妊娠十か月、臨月に入っても特に健康に害が及ぶことは無かった。
 産休を貰い、保育園は休んだ。
 幸いなことに、ひまりの身体は健康な妊婦と言える。
 そのまま更に時間が過ぎた。
 ひまりは初産のため、出産までは十三時間ほどかかるらしかった。
 陣痛は想像を絶するものだったが、しかしその先に出会える新たな命を想えば、このくらいなんてことはない。辛くて苦しかったけれど、そう言い聞かせて何とか乗り越えた。
 
 泣き声がした。

 二六六九グラムの、元気な女の子。
 桜の季節に産まれてきてくれた。まるで桜の花のように、皆の心を幸せに染め上げてほしい。そんな願いを込めて名前を付けた。

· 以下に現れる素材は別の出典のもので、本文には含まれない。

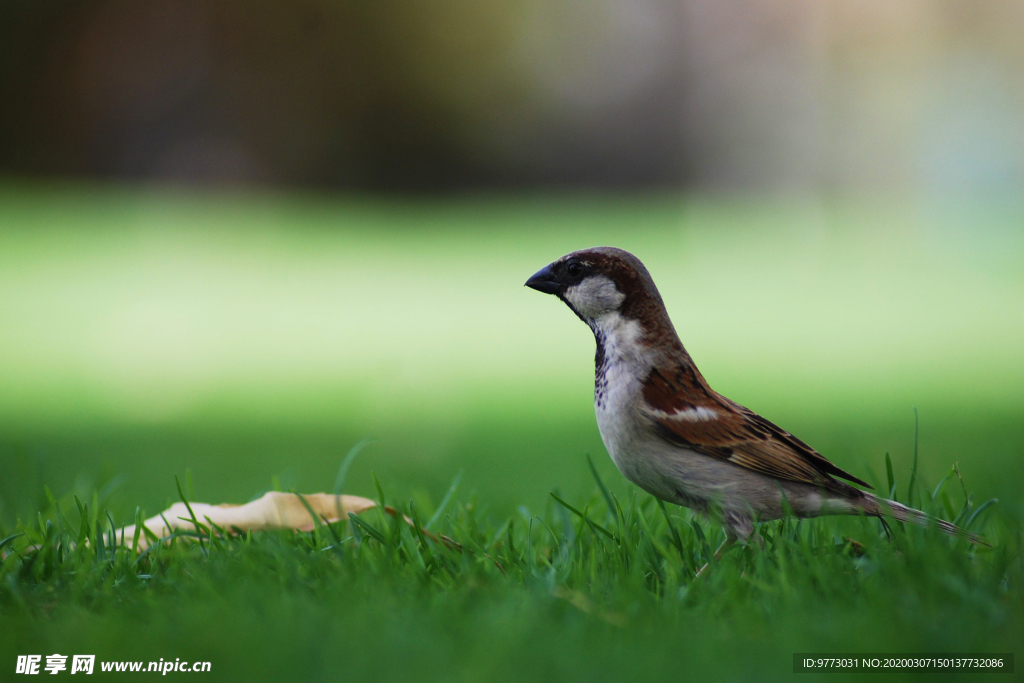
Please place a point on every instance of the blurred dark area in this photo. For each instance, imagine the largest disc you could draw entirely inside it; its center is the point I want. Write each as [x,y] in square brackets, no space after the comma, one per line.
[425,96]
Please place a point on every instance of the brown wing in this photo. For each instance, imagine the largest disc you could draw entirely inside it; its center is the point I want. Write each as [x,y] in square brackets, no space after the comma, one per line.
[687,413]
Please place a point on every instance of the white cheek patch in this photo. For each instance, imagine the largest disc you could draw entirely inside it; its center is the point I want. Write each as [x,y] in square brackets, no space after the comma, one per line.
[595,296]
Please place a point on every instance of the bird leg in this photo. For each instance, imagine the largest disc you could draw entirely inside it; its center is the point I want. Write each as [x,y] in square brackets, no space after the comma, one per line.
[729,540]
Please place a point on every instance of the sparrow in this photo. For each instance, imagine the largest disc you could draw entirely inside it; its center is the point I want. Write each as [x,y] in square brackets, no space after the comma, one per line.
[677,438]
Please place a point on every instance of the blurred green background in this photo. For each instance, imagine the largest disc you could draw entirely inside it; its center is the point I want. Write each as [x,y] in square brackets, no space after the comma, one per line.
[238,239]
[251,336]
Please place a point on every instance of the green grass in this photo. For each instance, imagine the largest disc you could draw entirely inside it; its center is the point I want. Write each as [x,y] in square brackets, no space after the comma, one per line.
[252,340]
[576,592]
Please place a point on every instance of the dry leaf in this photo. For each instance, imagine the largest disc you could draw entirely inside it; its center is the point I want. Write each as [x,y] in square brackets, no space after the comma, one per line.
[272,510]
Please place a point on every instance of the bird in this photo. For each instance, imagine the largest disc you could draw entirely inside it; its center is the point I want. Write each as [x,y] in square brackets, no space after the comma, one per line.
[673,435]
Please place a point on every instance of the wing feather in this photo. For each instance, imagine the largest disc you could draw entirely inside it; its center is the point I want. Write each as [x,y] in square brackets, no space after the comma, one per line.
[687,413]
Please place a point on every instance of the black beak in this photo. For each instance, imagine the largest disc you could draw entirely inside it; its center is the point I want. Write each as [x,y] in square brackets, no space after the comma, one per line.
[545,281]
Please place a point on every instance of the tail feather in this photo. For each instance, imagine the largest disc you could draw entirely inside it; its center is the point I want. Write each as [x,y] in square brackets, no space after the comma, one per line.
[911,516]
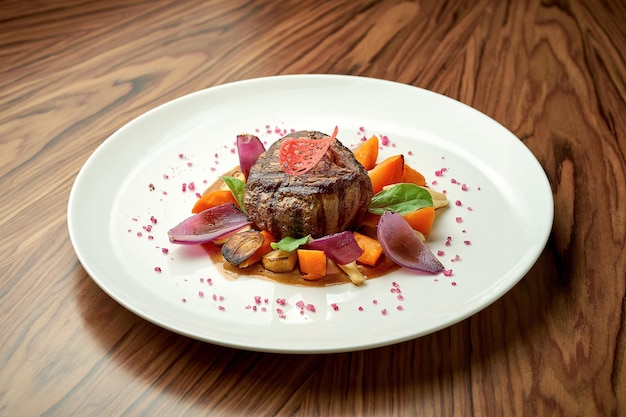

 花の名前を付けたのは、あなたが私に花の名前を付けてくれたから。
 美桜。美しい桜の子。
 名前の通り、胸の中で泣く我が子は美しい。美桜を優しく抱きしめる。
「産まれて来てくれて、ありがとう」
 心の底から溢れた言葉だった。
 この子は世界のどんな女の子よりも可愛い。私たちにとっての宝物だから。
「産まれてきてくれて、本当にありがとう。これから色んな思い出を、ママたちと一緒に重ねていこうね」
 宝石みたいな女の子だった。
 初々しい泣き声を上げる美桜が、一瞬、頷くように微笑んだ気がした。